Denis prese parte alla campagna elettorale. Si prodigò in molti modi, ma non la finanziò affatto. Mi aiutò in questa difficile città che è Firenze che a dire il vero – mi battei contro Gigi Berlinguer – mi tributò un bel po’ di voti, sia per il Parlamento, prima, sia per Palazzo Vecchio un anno dopo.
Denis era spesso a Roma cenavamo assieme a Dotti a Della Valle, e ad altri personaggi noti della politica di quei giorni, a ‘La Rosetta’ o ‘Fortunato al Pantheon’, e cominciò a tracciare la sua strada con pazienza e con una sua precisa visione del futuro. Aveva le idee chiare. Non era un gregario. Entrò fin da allora in un giro, dal quale esce solo oggi per intraprendere una seconda tappa della sua vita politica, e anche questa seconda avventura, in piccola parte, dipese ancora una volta da me. Il nuovo sindaco, il nuovo leader del Pd e folgorante primo ministro del nostro Paese, nella sua candidatura a sindaco mi deve qualcosa. Qualcosa solo moralmente, si capisce, e da un punto di vista una amicizia che forse lui ha dimenticato – come si addice al cinismo della politica -: mi deve incontri e contatti con alcuni personaggi fiorentini, qualche cena a quattr’occhi, dibattiti TV, che gli valsero poi un aiuto notevole di importanti grandi elettori di centro destra, sia nelle primarie sia nelle elezione a sindaco.

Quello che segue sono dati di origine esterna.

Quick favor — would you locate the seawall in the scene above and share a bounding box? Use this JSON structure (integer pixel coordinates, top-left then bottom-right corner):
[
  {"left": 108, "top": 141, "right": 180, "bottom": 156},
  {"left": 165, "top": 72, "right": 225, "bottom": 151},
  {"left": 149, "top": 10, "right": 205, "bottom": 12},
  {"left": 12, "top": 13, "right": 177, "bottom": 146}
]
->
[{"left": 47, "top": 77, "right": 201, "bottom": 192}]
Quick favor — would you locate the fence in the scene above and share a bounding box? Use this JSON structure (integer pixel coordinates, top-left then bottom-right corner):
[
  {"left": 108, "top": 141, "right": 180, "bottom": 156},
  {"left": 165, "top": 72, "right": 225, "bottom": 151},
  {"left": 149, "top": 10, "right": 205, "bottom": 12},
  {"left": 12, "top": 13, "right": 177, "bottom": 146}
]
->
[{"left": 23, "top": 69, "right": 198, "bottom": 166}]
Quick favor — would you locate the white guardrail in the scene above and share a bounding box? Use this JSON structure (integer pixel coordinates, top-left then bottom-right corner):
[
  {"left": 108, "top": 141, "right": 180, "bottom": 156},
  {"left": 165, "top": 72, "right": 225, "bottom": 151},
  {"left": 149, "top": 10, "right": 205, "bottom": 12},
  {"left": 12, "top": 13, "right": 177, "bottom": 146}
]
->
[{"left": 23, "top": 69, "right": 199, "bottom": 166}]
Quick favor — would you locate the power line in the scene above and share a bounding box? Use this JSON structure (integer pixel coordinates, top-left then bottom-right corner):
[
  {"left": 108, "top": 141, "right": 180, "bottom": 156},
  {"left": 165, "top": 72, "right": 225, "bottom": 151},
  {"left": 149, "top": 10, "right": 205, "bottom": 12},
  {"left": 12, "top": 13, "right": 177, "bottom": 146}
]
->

In questa realtà in divenire non mancava Verdini fin da quando era ancora consigliere Regionale, dove lo avevo imposto contro il volere dell’onorevole Tortoli, coordinatore di Forza Italia a Firenze. Tortoli aveva qualche pregio a Mediaset, forse, ma era certo un politico, però conosceva gli uomini: di me ebbe subito paura, di Verdini diceva. “Quello se gli dai un dito prende tutto”. Né mancava più tardi da parlamentare quando esibiva Dell’Utri a destra e manca. Prima che storia e magistratura lo cancellassero dal Gota. Ma da Dell’Utri aveva imparato molto.
IL ‘MASTRO TITTA’ DI Forza Italia
Tortoli aveva ragione, ma nonostante tutto feci in modo che alle regionali lui fosse in lista. Tutto il resto lo fece da se. L’elezione, il ruolo di vicepresidente del consiglio, la riforma di potere sulla legge elettorale Toscana e sul numero degli eletti che metteva ogni possibile candidato nelle sue mani, il coordinatore, l’uomo di punta del partito a Firenze, il padrone. Un uomo solo al comando. Denis, nella sua bravura politica smantellò Forza Italia a Firenze e in gran parte della Toscana, sdegnò chiunque del movimento avesse una affermazione, organizzò razionalmente la costruzione di se stesso. Una sorta di culto della personalità. E una volta accanto a Berlusconi mise in atto con gran disinvoltura il suo cinismo politico dribblando Bondi, Dell’Utri e quanti potessero fargli ombra: tagliò le teste che il Leader non voleva più d’attorno e lo fece senza riguardi. Amici o nemici che fossero. Fu impietosamente il ‘Mastro Titta’ di FI senza emozioni. Ma non erano fatti miei né le sue alleanze politiche né quelle economiche né certe strategie che poi sono finite in tribunale: io a quei tempo ero già tornato alla mia professione ed ero vicedirettore de La Nazione.
Durante la sua presenza in regione, prima del 2001, Denis aveva legato con Ferrara, aiutandolo con impegno nella battaglia elettorale per la politiche, come candidato nel Mugello, contro Antonio di Pietro, l’ex uomo di Mani Pulite, anche lui affascinato dalla politica. Era persa in partenza, il Mugello alla lucida intelligenza di Ferrara scelse senza ombra di dubbio i capziosi arzigogoli giuridici Di Pietro che dopo aver ringraziato i votanti fondò un partito per conto suo.
Verdini era un trascinatore, e nonostante l’evidenza dei fatti e la forza della sinistra in Mugello aveva convinto Ferrara della vittoria. Lo incontrai a casa di Denis, a Pian Dei Giullari, ed era quasi certo di vincere perché ‘molti mi vengono a salutare e a stringere la mano’ come mi disse. Fra i due nacque una solida amicizia e poco più tardi una collaborazione finanziaria con ‘Il Foglio’.